As Republicans campaign for their agenda of tax giveaways for giant corporations and an increased tax burden on regular property tax payers, we must make sure that hard-working families turn out to vote on November 4 to vote Democrat.
Star Ledger Editorial
Friday, October 31, 2003
FALSE CLAIM ON TAXES
In an election campaign devoid of serious policy discussion, Republicans are
trying to paint Gov. James E. McGreevey as a tax-and- spend liberal, a
strategy that worked well against Jim Florio.
It is a bogus charge. McGreevey inherited an even worse budget crisis
and managed it with a much smaller tax
hike, one that plugged inexcusable
loopholes in the state business tax. Before the change, 30 of the 50 largest
corporations in the state were paying the statutory minimum tax of
$200, less than is owed by a single
janitor who cleaned the corporate bathrooms.
Those who advocate repeal would resurrect that injustice.
Granted, McGreevey could have created a fairer tax without raising the
total burden on the business
community. But would that have been wise? During the
1990s, the share of state taxes paid through the corporate business tax
dropped roughly in half, thanks in part to the loopholes that allowed
most of the biggest companies to evade
it.
That burden has gradually shifted to other
state taxes, like income and sales.
Draining the state treasury also pushes up local property taxes as
state aid is pinched off. Without this reform, which raised an
additional $1.7 billion last year,
deeper cuts in local aid would have been inevitable.
Republicans offer one more argument: The business tax kills jobs.

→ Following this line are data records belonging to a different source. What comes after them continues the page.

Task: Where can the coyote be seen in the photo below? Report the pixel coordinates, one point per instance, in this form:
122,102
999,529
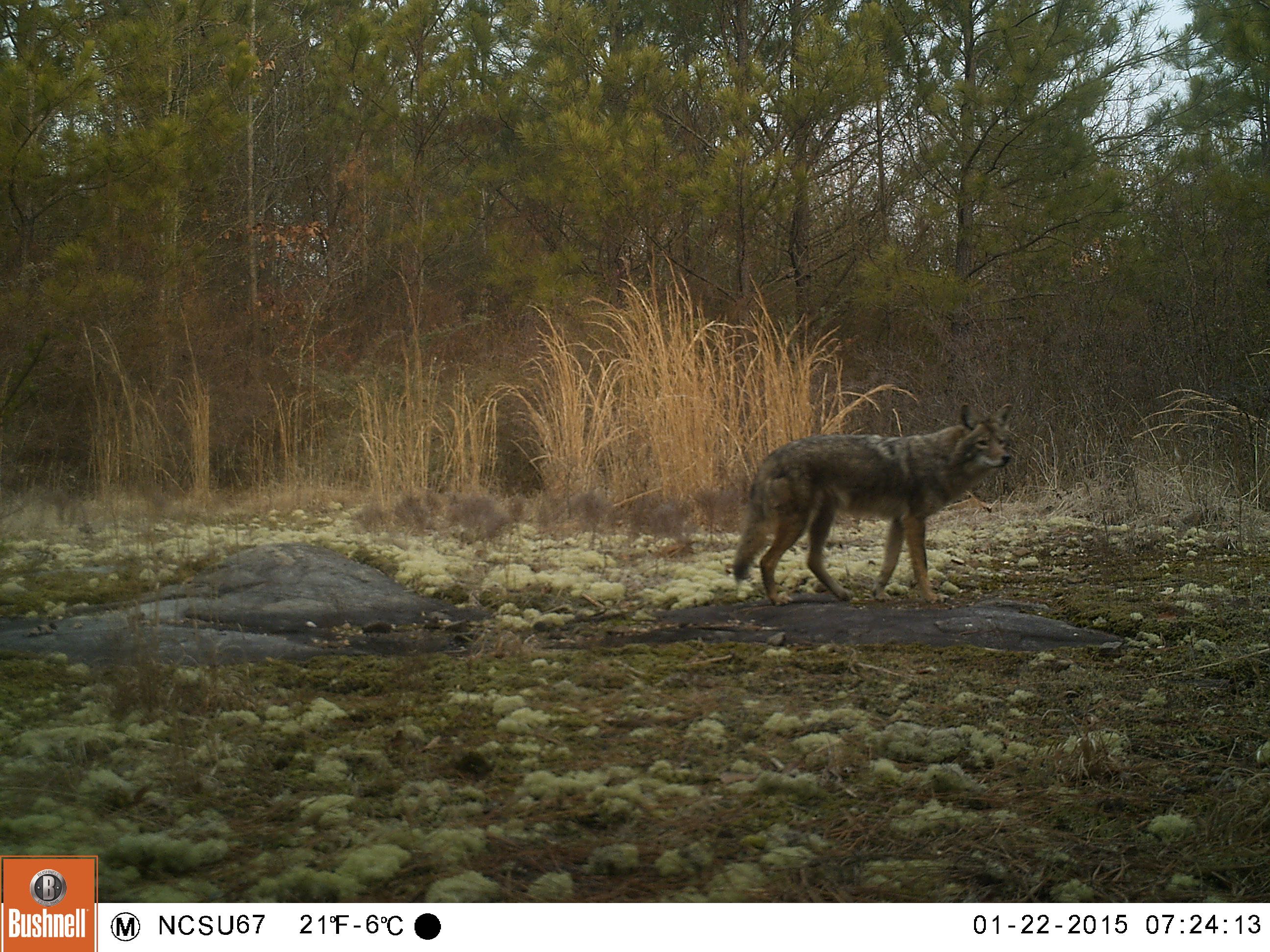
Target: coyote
902,479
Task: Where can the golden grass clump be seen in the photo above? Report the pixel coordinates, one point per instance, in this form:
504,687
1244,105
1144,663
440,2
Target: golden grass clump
670,403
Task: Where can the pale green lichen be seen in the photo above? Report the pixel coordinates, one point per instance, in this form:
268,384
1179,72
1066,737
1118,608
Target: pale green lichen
552,888
1172,827
372,865
157,851
465,888
453,846
1072,891
737,882
616,860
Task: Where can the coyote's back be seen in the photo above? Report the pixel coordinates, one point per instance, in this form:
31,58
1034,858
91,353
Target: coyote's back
901,479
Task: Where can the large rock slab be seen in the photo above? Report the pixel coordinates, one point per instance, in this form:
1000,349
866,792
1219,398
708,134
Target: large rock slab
820,620
293,587
288,601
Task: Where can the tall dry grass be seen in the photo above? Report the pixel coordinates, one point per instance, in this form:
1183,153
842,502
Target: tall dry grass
195,405
127,442
411,440
572,410
668,402
398,430
470,442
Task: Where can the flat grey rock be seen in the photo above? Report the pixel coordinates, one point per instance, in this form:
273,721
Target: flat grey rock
286,601
293,587
822,620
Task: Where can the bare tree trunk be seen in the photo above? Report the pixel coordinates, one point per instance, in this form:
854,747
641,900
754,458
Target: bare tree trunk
799,215
741,27
883,201
252,245
966,202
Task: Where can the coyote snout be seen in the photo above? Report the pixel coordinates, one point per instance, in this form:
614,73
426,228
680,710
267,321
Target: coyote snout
901,479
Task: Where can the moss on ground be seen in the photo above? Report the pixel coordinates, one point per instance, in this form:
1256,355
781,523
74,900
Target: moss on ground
687,772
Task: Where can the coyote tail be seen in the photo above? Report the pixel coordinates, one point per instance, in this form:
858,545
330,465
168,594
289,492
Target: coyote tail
752,536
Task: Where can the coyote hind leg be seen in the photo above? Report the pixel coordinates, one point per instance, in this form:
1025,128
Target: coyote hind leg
789,527
895,540
821,526
915,530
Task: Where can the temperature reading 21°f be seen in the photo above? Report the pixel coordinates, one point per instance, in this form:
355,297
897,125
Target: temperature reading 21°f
342,925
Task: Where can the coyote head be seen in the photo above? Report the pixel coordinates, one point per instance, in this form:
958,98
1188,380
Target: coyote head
987,442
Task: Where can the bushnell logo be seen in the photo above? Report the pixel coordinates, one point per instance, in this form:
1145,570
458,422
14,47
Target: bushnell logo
49,888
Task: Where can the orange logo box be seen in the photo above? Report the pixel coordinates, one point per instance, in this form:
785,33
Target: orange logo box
49,903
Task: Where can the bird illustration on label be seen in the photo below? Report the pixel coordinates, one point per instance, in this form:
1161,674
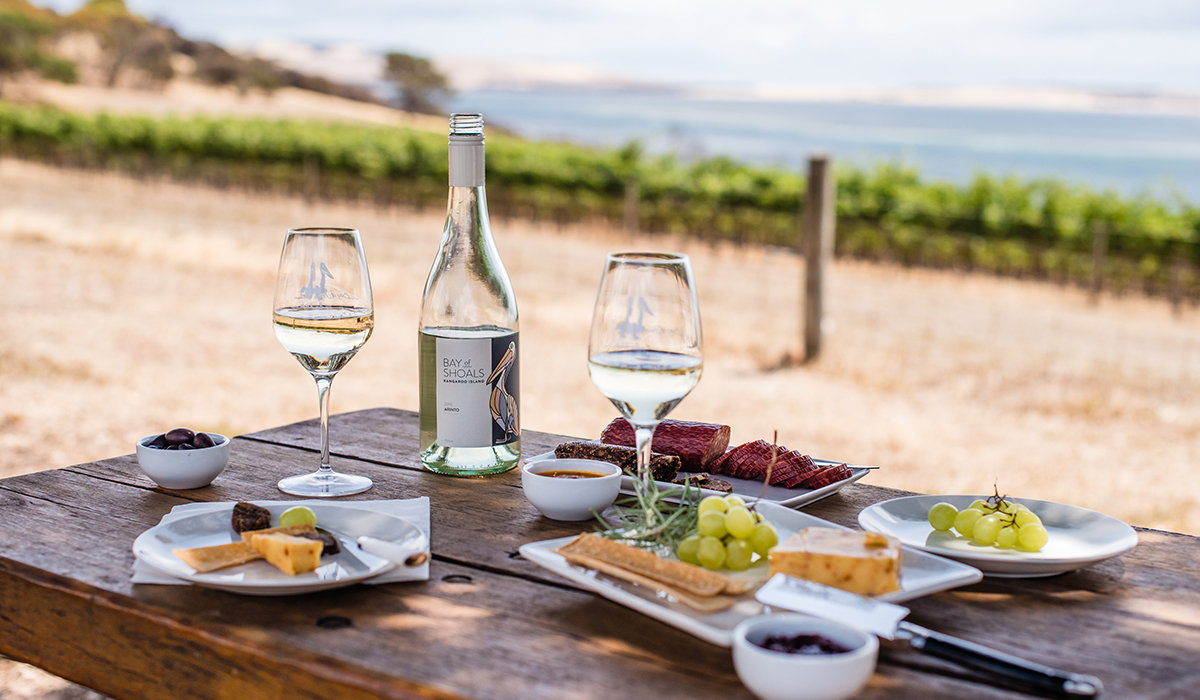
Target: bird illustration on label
504,405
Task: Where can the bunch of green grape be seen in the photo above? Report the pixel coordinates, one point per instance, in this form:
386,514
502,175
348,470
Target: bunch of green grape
993,521
727,534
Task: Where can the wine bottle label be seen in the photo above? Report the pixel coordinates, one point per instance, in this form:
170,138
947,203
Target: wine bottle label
478,390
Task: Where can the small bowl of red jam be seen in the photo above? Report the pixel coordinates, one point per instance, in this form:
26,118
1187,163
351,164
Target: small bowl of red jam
797,657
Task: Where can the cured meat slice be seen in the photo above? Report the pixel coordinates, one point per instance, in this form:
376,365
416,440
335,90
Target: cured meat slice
827,476
831,476
750,462
718,465
663,467
696,444
729,465
804,468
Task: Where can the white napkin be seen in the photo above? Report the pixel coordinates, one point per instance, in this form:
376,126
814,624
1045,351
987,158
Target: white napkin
415,510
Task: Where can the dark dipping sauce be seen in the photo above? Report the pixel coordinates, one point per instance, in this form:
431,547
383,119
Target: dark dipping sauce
802,644
570,474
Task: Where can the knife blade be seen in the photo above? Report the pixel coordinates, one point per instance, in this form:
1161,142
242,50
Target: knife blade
887,621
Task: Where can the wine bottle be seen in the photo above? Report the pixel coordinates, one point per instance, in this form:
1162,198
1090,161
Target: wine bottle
469,353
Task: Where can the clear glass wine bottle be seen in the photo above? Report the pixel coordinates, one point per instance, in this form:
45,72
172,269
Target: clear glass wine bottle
469,352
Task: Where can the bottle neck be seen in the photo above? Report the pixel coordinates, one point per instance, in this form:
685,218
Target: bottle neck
466,161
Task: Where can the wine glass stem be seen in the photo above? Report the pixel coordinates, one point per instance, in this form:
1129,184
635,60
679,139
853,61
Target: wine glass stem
643,436
323,384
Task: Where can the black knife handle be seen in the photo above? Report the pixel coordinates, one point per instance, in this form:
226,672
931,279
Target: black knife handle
1013,671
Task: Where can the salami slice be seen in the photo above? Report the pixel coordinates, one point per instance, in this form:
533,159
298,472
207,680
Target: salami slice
696,444
829,476
663,467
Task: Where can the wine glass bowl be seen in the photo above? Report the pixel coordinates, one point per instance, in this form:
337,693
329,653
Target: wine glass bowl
645,352
323,315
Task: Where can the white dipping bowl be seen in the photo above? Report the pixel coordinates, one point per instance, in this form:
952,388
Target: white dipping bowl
781,676
570,498
184,468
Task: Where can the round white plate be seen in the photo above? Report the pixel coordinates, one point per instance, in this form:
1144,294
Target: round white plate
213,527
1078,537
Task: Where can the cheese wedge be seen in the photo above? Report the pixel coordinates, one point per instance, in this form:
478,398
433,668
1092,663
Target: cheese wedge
867,563
211,558
291,555
304,527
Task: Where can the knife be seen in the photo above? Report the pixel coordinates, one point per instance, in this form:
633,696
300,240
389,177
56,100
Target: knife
887,621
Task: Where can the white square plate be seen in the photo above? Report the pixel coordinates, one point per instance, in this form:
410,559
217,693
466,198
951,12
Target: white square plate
921,574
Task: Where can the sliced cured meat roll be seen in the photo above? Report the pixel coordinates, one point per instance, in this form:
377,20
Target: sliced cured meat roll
696,444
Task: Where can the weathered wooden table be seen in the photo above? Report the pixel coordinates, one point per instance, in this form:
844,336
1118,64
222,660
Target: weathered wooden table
487,623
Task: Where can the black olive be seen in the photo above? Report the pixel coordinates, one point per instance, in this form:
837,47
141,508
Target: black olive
180,435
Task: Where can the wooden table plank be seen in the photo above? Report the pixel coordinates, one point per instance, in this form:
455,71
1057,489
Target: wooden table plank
514,630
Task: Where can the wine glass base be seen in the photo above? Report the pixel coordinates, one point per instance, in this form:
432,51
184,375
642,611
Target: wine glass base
324,484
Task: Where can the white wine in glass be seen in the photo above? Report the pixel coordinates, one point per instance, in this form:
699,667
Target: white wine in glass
646,352
323,315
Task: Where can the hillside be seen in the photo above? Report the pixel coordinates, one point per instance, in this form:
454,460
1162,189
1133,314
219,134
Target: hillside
103,58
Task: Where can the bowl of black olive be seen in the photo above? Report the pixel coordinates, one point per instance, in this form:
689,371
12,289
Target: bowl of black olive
184,458
787,656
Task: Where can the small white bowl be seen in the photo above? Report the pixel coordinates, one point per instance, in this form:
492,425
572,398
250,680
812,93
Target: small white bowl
570,498
781,676
184,468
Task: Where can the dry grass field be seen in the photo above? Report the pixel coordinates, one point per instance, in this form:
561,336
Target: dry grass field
131,307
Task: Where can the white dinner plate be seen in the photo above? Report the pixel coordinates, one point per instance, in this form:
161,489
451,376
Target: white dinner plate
213,527
1078,537
921,574
751,489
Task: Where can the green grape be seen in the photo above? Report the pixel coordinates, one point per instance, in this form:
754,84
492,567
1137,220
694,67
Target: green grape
712,524
298,515
763,538
711,552
713,503
1033,536
739,522
942,516
966,519
987,528
1026,518
688,549
738,555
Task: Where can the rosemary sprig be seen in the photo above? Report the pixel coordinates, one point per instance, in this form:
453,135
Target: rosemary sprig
648,520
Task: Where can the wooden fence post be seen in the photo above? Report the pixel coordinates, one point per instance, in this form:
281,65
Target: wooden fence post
631,205
311,179
1099,247
817,227
1176,292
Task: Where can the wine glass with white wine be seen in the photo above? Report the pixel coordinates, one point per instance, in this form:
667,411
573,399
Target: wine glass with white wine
645,352
323,315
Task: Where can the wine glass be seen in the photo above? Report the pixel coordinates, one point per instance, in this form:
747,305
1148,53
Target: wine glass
645,350
323,315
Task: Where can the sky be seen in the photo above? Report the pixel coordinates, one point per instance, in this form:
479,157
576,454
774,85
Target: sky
1105,45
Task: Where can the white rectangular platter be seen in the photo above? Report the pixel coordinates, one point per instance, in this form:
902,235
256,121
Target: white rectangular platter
921,574
750,489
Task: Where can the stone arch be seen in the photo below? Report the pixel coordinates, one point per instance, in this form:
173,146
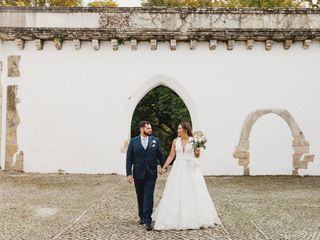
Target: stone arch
152,83
300,145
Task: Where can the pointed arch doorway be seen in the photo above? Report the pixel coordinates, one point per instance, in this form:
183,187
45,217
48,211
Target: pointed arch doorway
164,108
152,83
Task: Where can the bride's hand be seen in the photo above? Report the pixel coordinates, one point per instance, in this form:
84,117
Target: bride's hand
162,171
197,150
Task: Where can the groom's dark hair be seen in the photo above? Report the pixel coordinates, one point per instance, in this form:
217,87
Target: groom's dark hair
143,123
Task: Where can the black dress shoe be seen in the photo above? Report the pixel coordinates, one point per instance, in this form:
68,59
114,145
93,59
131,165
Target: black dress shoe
141,221
148,227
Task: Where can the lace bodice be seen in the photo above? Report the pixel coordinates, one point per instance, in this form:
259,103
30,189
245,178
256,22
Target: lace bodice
187,152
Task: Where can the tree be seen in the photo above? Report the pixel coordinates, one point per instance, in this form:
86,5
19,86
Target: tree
222,3
257,3
177,3
165,110
103,3
37,3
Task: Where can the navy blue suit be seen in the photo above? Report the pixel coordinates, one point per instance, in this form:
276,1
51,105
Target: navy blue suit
144,163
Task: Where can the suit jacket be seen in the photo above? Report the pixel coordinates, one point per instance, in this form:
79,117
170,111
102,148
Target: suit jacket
144,161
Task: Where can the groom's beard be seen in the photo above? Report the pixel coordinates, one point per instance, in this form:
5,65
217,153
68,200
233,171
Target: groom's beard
146,133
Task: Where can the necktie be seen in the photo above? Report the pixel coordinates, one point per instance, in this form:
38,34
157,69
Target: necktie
145,143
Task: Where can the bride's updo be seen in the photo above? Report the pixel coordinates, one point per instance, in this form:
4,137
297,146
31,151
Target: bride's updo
187,127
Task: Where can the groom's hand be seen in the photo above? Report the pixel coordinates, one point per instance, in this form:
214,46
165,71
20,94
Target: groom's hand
130,179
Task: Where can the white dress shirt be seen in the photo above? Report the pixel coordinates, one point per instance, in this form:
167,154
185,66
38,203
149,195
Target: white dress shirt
144,141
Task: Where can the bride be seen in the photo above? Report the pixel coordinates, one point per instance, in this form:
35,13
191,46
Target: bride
185,202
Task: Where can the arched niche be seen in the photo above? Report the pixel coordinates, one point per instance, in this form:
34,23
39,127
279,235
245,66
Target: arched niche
300,157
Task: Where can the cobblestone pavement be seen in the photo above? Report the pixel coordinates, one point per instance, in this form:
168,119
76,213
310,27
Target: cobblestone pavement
99,206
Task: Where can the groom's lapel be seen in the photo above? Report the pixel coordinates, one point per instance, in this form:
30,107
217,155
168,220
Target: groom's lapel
149,142
140,144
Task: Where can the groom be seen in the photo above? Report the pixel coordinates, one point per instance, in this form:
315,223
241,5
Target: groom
143,152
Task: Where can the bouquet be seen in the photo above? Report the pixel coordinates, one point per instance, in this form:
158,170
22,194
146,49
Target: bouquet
199,141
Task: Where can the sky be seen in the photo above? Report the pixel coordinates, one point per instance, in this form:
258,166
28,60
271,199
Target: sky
121,3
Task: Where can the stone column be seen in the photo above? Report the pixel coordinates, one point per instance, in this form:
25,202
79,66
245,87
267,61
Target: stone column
1,67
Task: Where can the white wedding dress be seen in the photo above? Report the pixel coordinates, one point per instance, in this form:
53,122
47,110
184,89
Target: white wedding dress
185,202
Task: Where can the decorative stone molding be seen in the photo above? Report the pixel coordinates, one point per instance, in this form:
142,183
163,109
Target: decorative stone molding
114,44
162,24
95,44
173,44
114,20
306,43
269,43
287,44
13,121
19,43
57,43
300,157
77,44
153,43
13,66
230,44
249,44
212,44
39,44
193,44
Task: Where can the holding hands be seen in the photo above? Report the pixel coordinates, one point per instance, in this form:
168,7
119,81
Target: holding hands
162,171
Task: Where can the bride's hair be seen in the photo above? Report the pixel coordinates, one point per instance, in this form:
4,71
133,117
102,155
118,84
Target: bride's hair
187,127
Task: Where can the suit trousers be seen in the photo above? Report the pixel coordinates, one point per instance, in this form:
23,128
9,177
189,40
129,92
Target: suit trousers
144,190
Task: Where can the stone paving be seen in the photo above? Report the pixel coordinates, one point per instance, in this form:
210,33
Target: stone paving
100,206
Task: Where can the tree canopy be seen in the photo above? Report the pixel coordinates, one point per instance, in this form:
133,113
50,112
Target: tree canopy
221,3
165,110
58,3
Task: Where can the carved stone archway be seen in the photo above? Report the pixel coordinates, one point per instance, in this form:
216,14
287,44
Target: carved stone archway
300,157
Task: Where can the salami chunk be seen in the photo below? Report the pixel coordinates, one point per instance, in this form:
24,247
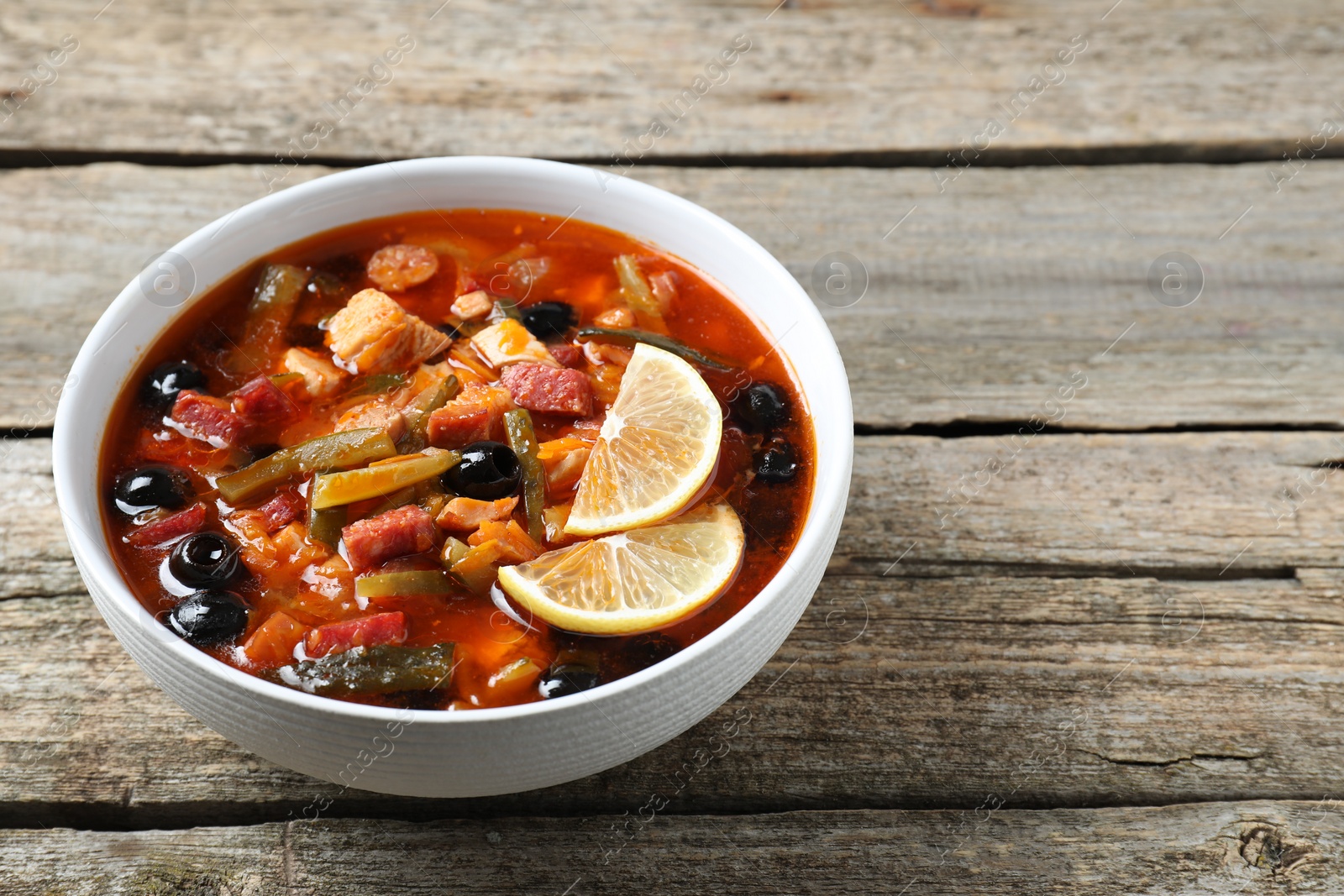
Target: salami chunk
370,543
550,390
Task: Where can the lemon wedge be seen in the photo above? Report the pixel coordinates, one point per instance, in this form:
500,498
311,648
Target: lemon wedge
655,450
633,580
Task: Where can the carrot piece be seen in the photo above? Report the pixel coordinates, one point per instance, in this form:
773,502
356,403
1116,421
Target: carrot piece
273,641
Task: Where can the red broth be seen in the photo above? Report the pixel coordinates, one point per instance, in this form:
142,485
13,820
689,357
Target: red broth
286,571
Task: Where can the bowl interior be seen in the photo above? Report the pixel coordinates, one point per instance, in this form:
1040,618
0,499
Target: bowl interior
746,270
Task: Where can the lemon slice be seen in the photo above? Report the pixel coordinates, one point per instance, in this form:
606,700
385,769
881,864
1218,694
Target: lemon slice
633,580
656,448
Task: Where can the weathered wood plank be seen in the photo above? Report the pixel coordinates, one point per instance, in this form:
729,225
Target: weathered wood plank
980,305
1229,848
931,694
1203,506
580,80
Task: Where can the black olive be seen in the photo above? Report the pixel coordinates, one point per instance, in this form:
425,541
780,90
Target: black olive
151,486
777,463
649,647
210,617
549,318
160,389
487,472
564,680
761,407
205,560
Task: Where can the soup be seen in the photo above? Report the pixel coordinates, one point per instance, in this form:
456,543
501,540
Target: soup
456,459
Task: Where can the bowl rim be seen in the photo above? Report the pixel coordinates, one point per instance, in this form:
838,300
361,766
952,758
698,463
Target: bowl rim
831,483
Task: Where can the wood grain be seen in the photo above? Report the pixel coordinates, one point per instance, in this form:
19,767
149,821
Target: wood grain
582,78
931,692
1189,506
1241,848
984,302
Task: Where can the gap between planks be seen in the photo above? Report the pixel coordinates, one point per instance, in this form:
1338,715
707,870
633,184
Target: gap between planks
1173,154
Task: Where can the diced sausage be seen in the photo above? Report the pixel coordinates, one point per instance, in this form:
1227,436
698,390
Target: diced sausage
510,343
261,399
566,354
322,378
170,528
207,418
367,631
457,425
281,511
275,640
515,546
401,266
374,412
370,543
550,390
464,515
375,335
470,307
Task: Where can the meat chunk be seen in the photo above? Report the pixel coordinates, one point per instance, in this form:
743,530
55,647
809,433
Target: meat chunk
370,543
261,399
510,343
470,417
465,515
374,412
208,418
275,640
401,266
472,307
369,631
170,528
375,335
550,390
322,378
281,511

Again, the argument is unconvincing.
New Jersey has seen a net gain of 31,800 jobs this
year, according to the Labor Department. New York and Pennsylvania both
have lost jobs, as has the nation as a
whole.
Next time a candidate talks about the evils of this tax increase, try an experiment: Ask him to offer a better solution for closing that $1.7 billion gap without it. We ask that question all the time. And we're still waiting for a credible answer.